Panel hak asasi manusia memberikan 5 lakh kompensasi kepada keluarga korban
States

Panel hak asasi manusia memberikan 5 lakh kompensasi kepada keluarga korban

Komisi Hak Asasi Manusia Haryana telah merekomendasikan 5 lakh kompensasi masing-masing kepada keluarga berikutnya dari seorang wanita dan seorang pria, yang meninggal setelah jatuh ke saluran pembuangan terbuka di Faridabad lima tahun lalu.

Dalam perintah setebal 10 halaman, Hakim SK Mittal mengatakan bahwa “jalan dimaksudkan untuk digunakan oleh publik dan jika pengguna dirugikan, Negara bertanggung jawab langsung atas konsekuensi dari kecelakaan tersebut.” Perintah lebih lanjut mengatakan bahwa kecelakaan itu jelas karena kelalaian pemeliharaan oleh otoritas sipil yang berkewajiban untuk memastikan bahwa lubang got di yurisdiksinya tidak dibiarkan terbuka.

Menolak permohonan perusahaan bahwa almarhum sendiri lalai ketika dia jatuh ke saluran pembuangan yang sibuk berbicara melalui telepon, Tuan Mittal berkata, “Lubang got yang terbuka memang merupakan jebakan maut.”

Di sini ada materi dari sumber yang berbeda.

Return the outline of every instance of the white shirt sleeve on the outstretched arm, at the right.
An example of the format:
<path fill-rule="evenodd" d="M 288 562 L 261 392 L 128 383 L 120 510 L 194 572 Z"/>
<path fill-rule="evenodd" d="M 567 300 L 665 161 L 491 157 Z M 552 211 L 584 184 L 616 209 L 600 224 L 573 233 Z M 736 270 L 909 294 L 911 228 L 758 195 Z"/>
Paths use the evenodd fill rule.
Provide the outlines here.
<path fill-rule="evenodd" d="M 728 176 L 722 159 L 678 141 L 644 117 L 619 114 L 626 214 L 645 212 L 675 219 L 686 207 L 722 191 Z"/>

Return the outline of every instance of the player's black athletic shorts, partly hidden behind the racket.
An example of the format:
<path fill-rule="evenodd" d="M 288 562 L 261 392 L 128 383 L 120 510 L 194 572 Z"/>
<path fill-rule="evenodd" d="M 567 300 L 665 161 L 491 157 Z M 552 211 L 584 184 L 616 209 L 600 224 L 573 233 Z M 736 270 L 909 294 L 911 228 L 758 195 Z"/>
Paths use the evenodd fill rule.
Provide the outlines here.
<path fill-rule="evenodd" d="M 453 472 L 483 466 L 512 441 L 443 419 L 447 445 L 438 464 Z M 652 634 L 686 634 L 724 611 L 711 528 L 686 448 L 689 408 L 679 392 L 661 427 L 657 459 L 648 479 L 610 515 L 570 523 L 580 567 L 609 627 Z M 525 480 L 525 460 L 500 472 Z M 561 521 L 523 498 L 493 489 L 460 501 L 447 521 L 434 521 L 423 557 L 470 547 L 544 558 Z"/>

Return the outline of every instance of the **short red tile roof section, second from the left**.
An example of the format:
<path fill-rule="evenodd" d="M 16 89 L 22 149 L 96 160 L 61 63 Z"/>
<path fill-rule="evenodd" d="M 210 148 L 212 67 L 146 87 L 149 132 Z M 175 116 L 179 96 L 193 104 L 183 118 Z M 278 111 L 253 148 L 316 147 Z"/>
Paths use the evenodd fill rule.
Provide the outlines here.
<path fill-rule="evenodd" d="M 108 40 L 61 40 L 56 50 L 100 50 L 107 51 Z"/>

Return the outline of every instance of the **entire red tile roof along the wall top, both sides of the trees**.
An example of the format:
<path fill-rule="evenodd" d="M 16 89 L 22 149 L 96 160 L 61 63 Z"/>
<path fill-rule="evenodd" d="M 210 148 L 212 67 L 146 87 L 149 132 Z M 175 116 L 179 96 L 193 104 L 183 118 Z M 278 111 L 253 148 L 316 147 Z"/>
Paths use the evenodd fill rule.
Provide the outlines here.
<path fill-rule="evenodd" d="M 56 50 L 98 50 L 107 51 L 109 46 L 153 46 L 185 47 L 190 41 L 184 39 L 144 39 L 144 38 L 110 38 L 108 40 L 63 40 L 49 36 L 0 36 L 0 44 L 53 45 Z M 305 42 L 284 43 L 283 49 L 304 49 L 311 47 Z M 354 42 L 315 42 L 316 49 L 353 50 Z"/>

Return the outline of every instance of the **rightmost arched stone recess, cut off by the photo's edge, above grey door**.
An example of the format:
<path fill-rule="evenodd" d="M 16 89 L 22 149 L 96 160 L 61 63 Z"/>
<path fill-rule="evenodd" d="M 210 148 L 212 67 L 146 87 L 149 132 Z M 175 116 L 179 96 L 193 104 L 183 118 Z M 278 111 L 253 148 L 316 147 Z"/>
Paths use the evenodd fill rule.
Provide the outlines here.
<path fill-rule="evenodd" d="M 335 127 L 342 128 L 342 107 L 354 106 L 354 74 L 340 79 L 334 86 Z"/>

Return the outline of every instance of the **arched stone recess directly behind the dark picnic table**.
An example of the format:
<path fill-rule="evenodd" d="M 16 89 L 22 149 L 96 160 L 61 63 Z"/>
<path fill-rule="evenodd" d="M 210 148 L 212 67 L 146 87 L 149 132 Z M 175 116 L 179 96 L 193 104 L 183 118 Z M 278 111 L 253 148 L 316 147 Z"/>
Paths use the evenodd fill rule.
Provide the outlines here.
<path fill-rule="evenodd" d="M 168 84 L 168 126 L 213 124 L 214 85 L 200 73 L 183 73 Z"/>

Mahesh, seorang penduduk Koloni Chhajjan Nagar, dan istrinya pergi membeli sayuran dari pasar terdekat, ketika pria itu menerima telepon di ponselnya. Dia menyerahkan telepon kepada istrinya dan sibuk membeli sayuran. Wanita berusia 28 tahun itu jatuh ke selokan terbuka sedalam 25 kaki saat menghadiri panggilan.

Laxman Prasad (30), seorang pria, turun ke selokan sambil memegang tali untuk menariknya keluar. Tapi talinya putus, dan dia juga jatuh ke saluran pembuangan. Keduanya kemudian ditarik keluar oleh petugas pemadam kebakaran tetapi dinyatakan meninggal saat tiba di rumah sakit.

Mengambil kesadaran suo motu dari insiden berikut laporan surat kabar, komisi mencari laporan dari Perusahaan Kota Faridabad. Tetapi masalah itu harus ditunda beberapa kali atas permintaan badan sipil dan komisi akhirnya merekomendasikan kompensasi pada 2 September dengan pengamatan bahwa “ada penundaan yang berlebihan atas nama Komisaris Kota dalam memberikan tanggapan di hadapan komisi” tentang masalah ini.

Komisi mengatakan bahwa fakta-fakta penting dari kasus tersebut tidak diperdebatkan dan “prinsip Res Ipsa Loquitur harus diikuti dan kompensasi diberikan tanpa menunggu tanggapan dari komisaris karena kasus tersebut telah berlarut-larut selama lima tahun dan tanggal setelah tanggal sedang dicari tanpa alasan yang masuk akal”.

Komisi mengandalkan laporan post-mortem wanita itu dan pengakuan pihak berwenang bahwa kematian disebabkan karena keduanya jatuh ke saluran pembuangan terbuka.